I'm having trouble encoding a MIME message with a binary file.  Newline characters are being interpreted even though the content is supposed to be binary. This is using Python 3.3.2

Small test case:

app = MIMEApplication(b'Q\x0dQ', _encoder=encode_noop)
b = io.BytesIO()
g = BytesGenerator(b)
g.flatten(app)
for i in b.getvalue()[-3:]:
    print ("%02x " % i, end="")
print ()

This prints 51 0a 51,  meaning the 0x0d character got reinterpreted as a newline. 

I've tried setting an email policy of HTTP policy, but that goes even further, converting \r to \r\n

This is for HTTP transport, so binary encoding is normal.

Any thoughts how I can do this properly?

[toc] | [next] | [standalone]

#54780

From	Chris Angelico <rosuav@gmail.com>
Date	2013-09-26 14:11 +1000
Message-ID	<mailman.335.1380168701.18130.python-list@python.org>
In reply to	#54752

On Thu, Sep 26, 2013 at 2:38 AM,  <nilsbunger@gmail.com> wrote:
> app = MIMEApplication(b'Q\x0dQ', _encoder=encode_noop)

What is MIMEApplication? It's not a builtin, so your test case is
missing an import, at least.
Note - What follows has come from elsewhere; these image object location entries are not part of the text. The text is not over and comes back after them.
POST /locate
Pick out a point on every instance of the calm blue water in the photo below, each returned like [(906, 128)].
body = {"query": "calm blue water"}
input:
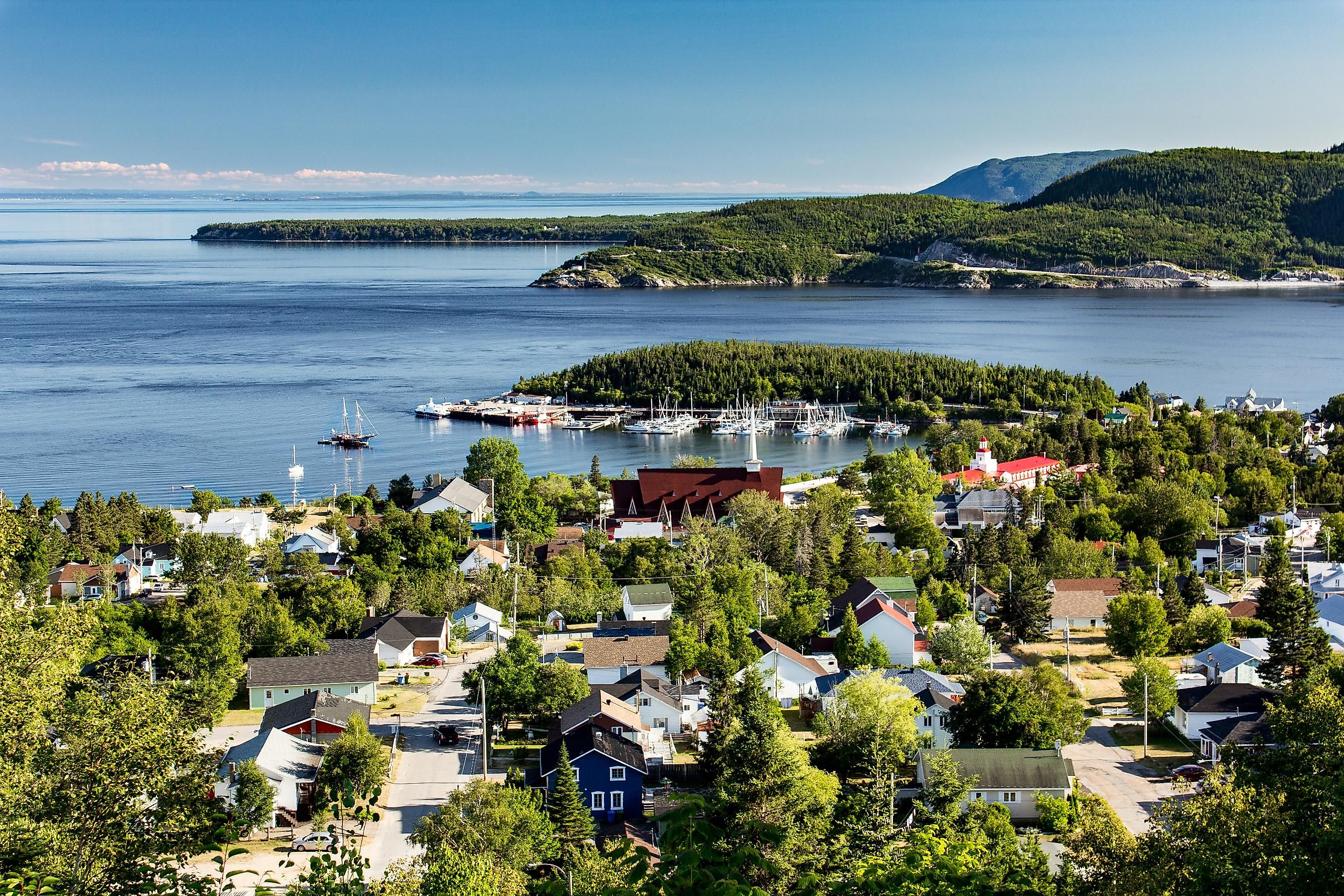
[(135, 359)]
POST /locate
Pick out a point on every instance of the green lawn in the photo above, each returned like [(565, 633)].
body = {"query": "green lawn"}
[(1164, 748)]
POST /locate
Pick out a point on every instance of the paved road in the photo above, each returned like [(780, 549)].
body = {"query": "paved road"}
[(426, 772), (1112, 773)]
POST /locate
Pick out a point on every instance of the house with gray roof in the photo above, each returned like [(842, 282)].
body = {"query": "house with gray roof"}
[(1330, 616), (643, 602), (456, 495), (1010, 777), (347, 670), (405, 634), (1196, 709), (1233, 664), (958, 512), (291, 766), (1251, 730), (316, 716)]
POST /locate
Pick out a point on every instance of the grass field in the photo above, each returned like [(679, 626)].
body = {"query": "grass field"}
[(398, 700), (1164, 748), (1096, 670)]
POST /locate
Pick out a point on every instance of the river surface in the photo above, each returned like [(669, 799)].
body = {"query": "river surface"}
[(132, 359)]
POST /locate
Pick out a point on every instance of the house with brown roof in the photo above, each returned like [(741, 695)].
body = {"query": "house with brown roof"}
[(676, 496), (347, 670), (405, 634), (785, 673), (1196, 709), (87, 582), (609, 660), (1081, 603)]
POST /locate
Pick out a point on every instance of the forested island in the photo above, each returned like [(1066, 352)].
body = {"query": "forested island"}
[(1178, 218), (584, 229), (910, 383)]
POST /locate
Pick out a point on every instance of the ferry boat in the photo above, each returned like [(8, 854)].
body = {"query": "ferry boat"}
[(434, 410), (347, 439)]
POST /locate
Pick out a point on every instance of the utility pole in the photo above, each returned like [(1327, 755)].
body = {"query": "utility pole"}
[(486, 736), (1069, 659), (1145, 715)]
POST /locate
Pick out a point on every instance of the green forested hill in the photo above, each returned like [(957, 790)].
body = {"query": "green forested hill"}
[(720, 372), (1010, 181), (1246, 213), (1215, 210)]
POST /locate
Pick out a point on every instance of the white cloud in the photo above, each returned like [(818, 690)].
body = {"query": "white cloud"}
[(160, 175), (102, 168)]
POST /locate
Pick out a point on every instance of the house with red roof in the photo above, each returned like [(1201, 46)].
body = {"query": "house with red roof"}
[(1020, 473)]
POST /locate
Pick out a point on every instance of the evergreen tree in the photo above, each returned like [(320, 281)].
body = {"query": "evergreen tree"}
[(571, 818), (1174, 603), (721, 716), (1296, 644), (803, 553), (1193, 591), (1025, 610), (877, 654), (850, 648)]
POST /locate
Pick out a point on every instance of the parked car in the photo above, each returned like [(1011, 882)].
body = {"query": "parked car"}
[(316, 841)]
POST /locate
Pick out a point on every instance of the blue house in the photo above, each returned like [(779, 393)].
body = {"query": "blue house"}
[(609, 769)]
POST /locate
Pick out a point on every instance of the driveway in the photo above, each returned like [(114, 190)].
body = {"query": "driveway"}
[(426, 772), (1112, 773)]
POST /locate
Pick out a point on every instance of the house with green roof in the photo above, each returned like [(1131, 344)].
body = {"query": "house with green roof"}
[(897, 588), (1010, 777), (647, 601)]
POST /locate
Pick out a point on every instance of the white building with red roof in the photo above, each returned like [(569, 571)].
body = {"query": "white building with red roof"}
[(1022, 473)]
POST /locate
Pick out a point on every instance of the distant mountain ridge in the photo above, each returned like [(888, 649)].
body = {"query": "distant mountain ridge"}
[(1015, 181)]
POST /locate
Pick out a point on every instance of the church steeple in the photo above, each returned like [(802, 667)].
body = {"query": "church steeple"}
[(753, 463)]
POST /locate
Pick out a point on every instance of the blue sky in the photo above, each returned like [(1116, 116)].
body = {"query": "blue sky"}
[(651, 97)]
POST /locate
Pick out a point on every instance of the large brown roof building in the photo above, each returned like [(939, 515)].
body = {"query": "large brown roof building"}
[(675, 496)]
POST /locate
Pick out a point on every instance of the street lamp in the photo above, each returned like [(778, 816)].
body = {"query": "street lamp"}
[(569, 875)]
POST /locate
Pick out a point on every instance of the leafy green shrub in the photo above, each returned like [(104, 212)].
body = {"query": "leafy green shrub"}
[(1057, 816)]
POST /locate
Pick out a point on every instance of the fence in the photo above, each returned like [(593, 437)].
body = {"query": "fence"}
[(679, 773)]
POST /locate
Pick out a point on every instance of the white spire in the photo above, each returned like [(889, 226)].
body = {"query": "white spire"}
[(753, 463)]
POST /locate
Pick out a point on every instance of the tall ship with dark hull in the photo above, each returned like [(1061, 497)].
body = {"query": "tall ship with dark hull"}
[(349, 439)]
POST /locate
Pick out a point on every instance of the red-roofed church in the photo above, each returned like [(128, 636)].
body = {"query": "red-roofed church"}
[(1022, 473)]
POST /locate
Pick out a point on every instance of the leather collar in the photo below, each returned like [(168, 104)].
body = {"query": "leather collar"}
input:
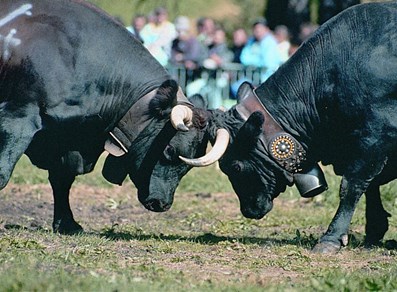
[(282, 146)]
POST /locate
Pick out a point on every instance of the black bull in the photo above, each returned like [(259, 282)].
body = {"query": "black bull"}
[(336, 101), (69, 76)]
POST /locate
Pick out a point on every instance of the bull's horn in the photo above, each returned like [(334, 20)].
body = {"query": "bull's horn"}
[(219, 148), (181, 117)]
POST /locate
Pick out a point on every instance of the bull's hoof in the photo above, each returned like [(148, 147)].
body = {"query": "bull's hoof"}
[(326, 247), (67, 227), (372, 243)]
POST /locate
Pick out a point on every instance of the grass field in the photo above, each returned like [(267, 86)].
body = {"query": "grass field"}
[(202, 244)]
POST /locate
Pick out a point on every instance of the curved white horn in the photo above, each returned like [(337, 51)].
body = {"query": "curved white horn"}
[(219, 148), (181, 117)]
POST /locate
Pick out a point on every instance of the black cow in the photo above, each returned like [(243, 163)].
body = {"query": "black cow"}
[(334, 101), (73, 82)]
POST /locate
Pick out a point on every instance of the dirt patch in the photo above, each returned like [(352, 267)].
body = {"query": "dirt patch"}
[(203, 237)]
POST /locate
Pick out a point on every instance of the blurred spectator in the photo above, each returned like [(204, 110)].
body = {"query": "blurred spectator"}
[(329, 8), (240, 38), (291, 13), (158, 36), (205, 30), (186, 49), (261, 49), (218, 52), (306, 31), (137, 24), (282, 36)]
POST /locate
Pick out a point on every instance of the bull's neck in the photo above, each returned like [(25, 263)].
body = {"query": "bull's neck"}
[(290, 101)]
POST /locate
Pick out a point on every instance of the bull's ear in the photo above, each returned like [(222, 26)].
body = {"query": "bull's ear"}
[(199, 101), (244, 91), (250, 131), (160, 106)]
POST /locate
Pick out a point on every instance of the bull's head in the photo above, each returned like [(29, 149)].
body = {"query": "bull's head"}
[(152, 162)]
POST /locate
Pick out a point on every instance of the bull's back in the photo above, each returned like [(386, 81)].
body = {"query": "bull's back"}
[(71, 58)]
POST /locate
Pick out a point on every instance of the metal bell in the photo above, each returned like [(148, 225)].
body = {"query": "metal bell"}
[(311, 182)]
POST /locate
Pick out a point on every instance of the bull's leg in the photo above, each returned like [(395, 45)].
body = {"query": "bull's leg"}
[(61, 181), (354, 183), (376, 216), (17, 129), (337, 232)]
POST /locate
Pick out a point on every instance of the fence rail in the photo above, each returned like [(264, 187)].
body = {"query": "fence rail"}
[(218, 86)]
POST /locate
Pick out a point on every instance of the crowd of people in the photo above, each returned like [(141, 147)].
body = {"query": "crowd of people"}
[(204, 44)]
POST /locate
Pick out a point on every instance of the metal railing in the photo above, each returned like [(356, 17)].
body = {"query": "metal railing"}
[(218, 86)]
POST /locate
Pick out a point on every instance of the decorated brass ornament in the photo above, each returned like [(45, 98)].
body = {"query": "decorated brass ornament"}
[(282, 147)]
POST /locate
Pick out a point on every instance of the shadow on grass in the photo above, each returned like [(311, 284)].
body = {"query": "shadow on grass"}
[(210, 239), (305, 241)]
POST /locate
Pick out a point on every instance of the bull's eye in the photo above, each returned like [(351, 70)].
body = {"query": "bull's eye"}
[(170, 153), (237, 166)]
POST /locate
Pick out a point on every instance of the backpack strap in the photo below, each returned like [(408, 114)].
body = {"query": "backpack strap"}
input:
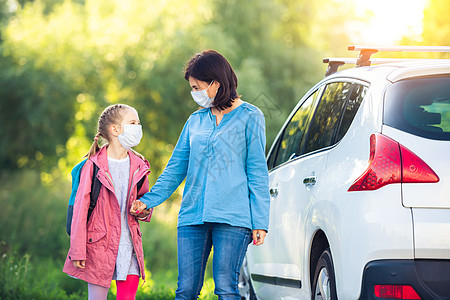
[(95, 191), (140, 184)]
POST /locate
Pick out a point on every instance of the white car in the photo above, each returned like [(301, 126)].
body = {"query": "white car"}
[(360, 188)]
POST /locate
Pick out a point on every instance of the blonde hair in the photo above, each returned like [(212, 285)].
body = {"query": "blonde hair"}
[(113, 114)]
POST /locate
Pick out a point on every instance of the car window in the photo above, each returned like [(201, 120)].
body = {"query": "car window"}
[(290, 140), (354, 101), (420, 106), (327, 116)]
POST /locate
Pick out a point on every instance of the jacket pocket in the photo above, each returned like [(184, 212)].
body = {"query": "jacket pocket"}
[(94, 236)]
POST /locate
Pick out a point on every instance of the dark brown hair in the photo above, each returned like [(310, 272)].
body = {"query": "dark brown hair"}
[(209, 66)]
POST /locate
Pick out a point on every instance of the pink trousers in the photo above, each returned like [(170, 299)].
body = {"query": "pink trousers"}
[(126, 289)]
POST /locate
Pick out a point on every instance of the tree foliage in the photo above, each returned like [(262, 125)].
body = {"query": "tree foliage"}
[(62, 63)]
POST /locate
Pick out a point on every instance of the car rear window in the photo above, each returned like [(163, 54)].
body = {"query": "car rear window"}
[(420, 106)]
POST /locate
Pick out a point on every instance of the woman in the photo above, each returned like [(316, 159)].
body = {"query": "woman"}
[(226, 198)]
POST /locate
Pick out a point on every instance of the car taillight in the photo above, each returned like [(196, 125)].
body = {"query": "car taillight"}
[(391, 162), (395, 291)]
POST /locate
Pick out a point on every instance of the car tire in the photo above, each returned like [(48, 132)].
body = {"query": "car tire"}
[(324, 283), (245, 284)]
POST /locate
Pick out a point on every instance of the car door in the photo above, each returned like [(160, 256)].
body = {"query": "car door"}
[(268, 263), (299, 164)]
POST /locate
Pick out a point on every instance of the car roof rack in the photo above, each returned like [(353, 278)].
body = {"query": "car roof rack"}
[(366, 51)]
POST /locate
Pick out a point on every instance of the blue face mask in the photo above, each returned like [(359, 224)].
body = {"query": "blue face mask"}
[(201, 97)]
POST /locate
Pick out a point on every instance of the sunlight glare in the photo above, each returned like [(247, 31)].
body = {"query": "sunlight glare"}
[(389, 21)]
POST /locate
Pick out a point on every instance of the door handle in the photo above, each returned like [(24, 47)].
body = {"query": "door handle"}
[(309, 181), (273, 191)]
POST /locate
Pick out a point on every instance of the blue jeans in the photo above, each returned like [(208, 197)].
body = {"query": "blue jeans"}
[(194, 245)]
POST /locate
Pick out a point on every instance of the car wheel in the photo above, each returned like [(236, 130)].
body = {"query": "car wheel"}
[(245, 285), (324, 284)]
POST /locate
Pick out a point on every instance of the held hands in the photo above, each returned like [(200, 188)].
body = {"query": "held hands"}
[(138, 209), (81, 264), (258, 236)]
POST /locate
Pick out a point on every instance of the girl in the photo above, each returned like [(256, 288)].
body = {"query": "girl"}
[(109, 245), (226, 197)]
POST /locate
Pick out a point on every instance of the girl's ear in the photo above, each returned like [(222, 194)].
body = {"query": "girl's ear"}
[(216, 85), (113, 130)]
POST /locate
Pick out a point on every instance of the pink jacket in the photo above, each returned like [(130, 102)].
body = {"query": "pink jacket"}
[(97, 241)]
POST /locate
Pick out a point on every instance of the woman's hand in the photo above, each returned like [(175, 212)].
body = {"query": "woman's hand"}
[(81, 264), (258, 236), (138, 209)]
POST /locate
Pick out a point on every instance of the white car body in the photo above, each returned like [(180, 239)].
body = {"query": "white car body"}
[(400, 221)]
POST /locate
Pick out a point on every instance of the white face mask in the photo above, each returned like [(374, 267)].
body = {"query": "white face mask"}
[(201, 97), (131, 136)]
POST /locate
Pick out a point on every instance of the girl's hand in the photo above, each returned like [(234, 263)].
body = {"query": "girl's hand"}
[(138, 209), (81, 264), (258, 236)]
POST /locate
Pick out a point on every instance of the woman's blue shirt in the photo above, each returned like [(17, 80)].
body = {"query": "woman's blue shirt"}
[(225, 169)]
Is this email.mime.MIMEApplication?

ChrisA

[toc] | [prev] | [next] | [standalone]

#54781

From	Nils Bunger <nilsbunger@gmail.com>
Date	2013-09-25 21:23 -0700
Message-ID	<870d6a97-613d-401f-ad03-0bbd3b088538@googlegroups.com>
In reply to	#54780

Chris, 

Thanks for answering. 

Yes, it's email.mime.MIMEApplication. I've pasted a snippet with the imports below.

I'm trying to use this to build a multi-part MIME message, with this as one part. 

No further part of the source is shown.